1961: Lynley’s ex-husband, Mike Selsman, revealed in his autobiography that due to her pregnancy, she has to turn down starring opposite Tony Curtis in the comedy 40 Pounds of Trouble, which she really wanted to do because of director Norman Jewison, and the role of Olivia de Havilland’s mentally-disturbed daughter in MGM’s lush The Light in the Piazza, filmed in Italy. Suzanne Pleshette and Yvette Mimieux, respectively, step in.

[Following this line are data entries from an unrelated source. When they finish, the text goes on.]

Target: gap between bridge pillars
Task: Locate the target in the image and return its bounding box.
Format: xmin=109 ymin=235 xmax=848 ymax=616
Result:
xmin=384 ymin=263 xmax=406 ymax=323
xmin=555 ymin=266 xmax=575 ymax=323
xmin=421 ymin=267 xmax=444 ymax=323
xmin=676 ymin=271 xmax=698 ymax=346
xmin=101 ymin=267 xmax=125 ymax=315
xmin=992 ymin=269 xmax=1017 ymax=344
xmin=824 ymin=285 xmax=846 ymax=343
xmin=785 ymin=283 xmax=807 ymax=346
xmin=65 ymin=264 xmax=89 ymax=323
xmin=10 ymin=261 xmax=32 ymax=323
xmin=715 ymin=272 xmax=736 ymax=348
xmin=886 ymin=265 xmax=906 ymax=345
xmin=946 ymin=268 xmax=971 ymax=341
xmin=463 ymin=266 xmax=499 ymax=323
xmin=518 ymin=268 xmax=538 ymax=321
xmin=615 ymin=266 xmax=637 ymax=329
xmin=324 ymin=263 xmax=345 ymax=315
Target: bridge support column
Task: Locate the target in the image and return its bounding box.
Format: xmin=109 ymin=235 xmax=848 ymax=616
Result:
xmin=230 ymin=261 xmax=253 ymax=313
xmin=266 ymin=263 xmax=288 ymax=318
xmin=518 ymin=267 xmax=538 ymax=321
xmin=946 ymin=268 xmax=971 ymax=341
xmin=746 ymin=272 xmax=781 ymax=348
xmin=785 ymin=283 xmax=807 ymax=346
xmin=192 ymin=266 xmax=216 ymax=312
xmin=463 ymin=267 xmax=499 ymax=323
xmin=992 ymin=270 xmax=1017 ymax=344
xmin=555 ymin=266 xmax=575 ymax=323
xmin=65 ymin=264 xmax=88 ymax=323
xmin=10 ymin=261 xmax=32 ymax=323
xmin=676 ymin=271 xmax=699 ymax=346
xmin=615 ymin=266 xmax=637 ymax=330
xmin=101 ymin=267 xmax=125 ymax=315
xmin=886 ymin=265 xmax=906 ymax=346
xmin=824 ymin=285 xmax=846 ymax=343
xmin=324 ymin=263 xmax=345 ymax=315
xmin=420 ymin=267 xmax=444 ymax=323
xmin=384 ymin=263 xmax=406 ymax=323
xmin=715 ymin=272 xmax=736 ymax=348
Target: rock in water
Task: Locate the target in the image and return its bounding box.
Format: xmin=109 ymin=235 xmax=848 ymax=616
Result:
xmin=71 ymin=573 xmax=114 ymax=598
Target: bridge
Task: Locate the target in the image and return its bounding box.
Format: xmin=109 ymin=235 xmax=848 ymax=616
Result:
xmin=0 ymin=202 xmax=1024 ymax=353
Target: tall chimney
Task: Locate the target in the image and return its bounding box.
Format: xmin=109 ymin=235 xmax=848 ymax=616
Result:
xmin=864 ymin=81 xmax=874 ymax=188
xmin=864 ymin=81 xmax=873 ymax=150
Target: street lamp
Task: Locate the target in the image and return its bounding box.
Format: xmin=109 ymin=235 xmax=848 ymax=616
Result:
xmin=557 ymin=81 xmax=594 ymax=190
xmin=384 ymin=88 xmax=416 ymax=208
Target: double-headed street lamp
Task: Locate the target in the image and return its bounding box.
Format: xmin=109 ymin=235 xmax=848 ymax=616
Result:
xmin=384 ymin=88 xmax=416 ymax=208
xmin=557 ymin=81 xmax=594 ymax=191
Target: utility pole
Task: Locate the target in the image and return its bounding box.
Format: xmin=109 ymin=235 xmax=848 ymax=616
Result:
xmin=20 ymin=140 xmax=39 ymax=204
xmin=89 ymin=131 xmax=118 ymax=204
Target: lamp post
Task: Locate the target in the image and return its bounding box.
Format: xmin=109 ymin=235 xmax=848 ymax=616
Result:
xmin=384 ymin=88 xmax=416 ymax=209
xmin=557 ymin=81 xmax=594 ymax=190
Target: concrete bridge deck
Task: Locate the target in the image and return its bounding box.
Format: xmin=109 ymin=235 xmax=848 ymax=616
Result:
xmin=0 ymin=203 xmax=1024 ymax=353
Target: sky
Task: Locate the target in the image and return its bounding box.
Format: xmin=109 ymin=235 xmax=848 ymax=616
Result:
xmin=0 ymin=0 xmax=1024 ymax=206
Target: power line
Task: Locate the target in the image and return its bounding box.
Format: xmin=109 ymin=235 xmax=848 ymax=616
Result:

1962: Loving sleek blondes, it is no surprise that Alfred Hitchcock considers her for the female lead in The Birds, but deems her too young. Newcomer and TV model Tippi Hedren gets pecked instead.

June 25, 1962: Is scheduled to appear with Ann-Margret, Diane Baker, and Barbara Eden in Jerry Wald’s production of All the Beautiful Girls from a script by Gavin Lambert for 20th Century-Fox. It never happens.

June 21, 1963: She is red hot after filming Under the Yum Yum Tree and The Cardinal. MGM courts her to star in either the comedy His and Hers, or the romantic college drama The Young Lovers. Garson Kanin wants her for his comedy The Pink Stuff originally penned for Natalie Wood. She does none of them. His and Hers becomes Honeymoon Hotel with Nancy Kwan in the female lead opposite Robert Morse and Robert Goulet. Sharon Hugueny takes the coed role opposite Peter Fonda in The Young Lovers, while The Pink Stuff never comes to fruition.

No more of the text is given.